Cara PT Mengakuisisi Tanah Berstatus SHM

Apabila PT akan mengakuisisi tanah berupa Sertifikat Hak Milik (SHM), maka tanah tersebut harus diubah terlebih dahulu status haknya menjadi Hak Guna Bangunan (HGB). Karena menurut Undang-Undang No. 5 Tahun 1960 tentang Peraturan Dasar Pokok-Pokok Agraria, atau yang lebih dikenal dengan UUPA, PT tidak diperkenankan memiliki tanah yang berstatus SHM.  

Setelah hak atas tanah tersebut diubah menjadi HGB maka dapat dilaksanakan jual beli dengan penandatanganan Akta Jual Beli (AJB) dengan akta PPAT.

Cara lainnya adalah dengan membuat akta pelepasan hak yang dibuat di hadapan Notaris terlebih dahulu—akta pelepasan hak dikenal juga sebagai Surat Pernyataan Pelepasan Hak Atas Tanah (SPH) yang bisa dibuat di hadapan Camat atau Kepala Kantor Pertanahan—dimana pemilik sertifikat adalah pihak yang melepaskan hak atas tanahnya dan PT adalah pihak yang menerima hak.

Sebagai konsekuensi terhadap pelepasan haknya maka pemilik SHM tersebut berhak mendapatkan ganti rugi, dimana ganti rugi tersebut dibayarkan oleh PT selaku penerima hak.

Setelah dibuatnya akta pelepasan hak, selanjutnya PT mengajukan permohonan hak ke kantor pertanahan setempat.

Dan apabila persyaratan permohonan hak sudah dipenuhi dan telah dilakukan proses sesuai peraturan maka kepala kantor pertanahan menerbitkan surat keputusan pemberian hak kepada PT berupa HGB—untuk luasan tertentu SK diterbitkan oleh kepala kantor wilayah atau kepala BPN RI. Dengan demikian tanah tersebut sudah terbit sertifikat atas nama PT.

Jika Alas Hak Tanahnya masih Berupa Girik

Jika alas hak tanahnya berupa girik yang akan dibeli oleh PT, maka peralihan haknya menggunakan akta pelepasan hak yang dibuat di hadapan Notaris.

Setelah itu, berdasarkan akta tersebut, PT mengajukan permohonan hak kepada kantor pertanahan dan nantinya akan diberikan hak berupa hak guna bangunan (HGB).
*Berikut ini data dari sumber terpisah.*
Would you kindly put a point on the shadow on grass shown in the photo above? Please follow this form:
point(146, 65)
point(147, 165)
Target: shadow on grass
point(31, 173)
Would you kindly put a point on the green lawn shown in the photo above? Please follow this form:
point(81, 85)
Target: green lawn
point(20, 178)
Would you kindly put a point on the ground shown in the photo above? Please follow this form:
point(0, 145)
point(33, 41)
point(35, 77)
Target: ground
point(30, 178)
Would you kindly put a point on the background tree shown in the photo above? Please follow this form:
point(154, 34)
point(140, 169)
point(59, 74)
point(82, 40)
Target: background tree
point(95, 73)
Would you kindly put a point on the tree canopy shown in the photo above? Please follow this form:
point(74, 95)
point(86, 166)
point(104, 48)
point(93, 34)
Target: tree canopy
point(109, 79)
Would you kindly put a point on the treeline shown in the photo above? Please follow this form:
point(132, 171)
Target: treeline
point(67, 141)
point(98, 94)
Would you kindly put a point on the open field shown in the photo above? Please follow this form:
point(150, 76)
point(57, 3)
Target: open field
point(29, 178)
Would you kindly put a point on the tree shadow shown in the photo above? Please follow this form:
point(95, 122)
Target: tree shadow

Prosesnya sama dengan permohonan hak oleh PT dengan akta pelepasan hak yang berasal dari SHM.

Membeli Tanah Secara Tunai yang Dikenal dengan Istilah Pembebasan Lahan

Pembebasan lahan adalah kegiatan membeli tanah kepada penduduk dalam jumlah besar oleh Perseroan Terbatas (PT) yang sudah mendapatkan ijin lokasi dari pemerintah daerah setempat.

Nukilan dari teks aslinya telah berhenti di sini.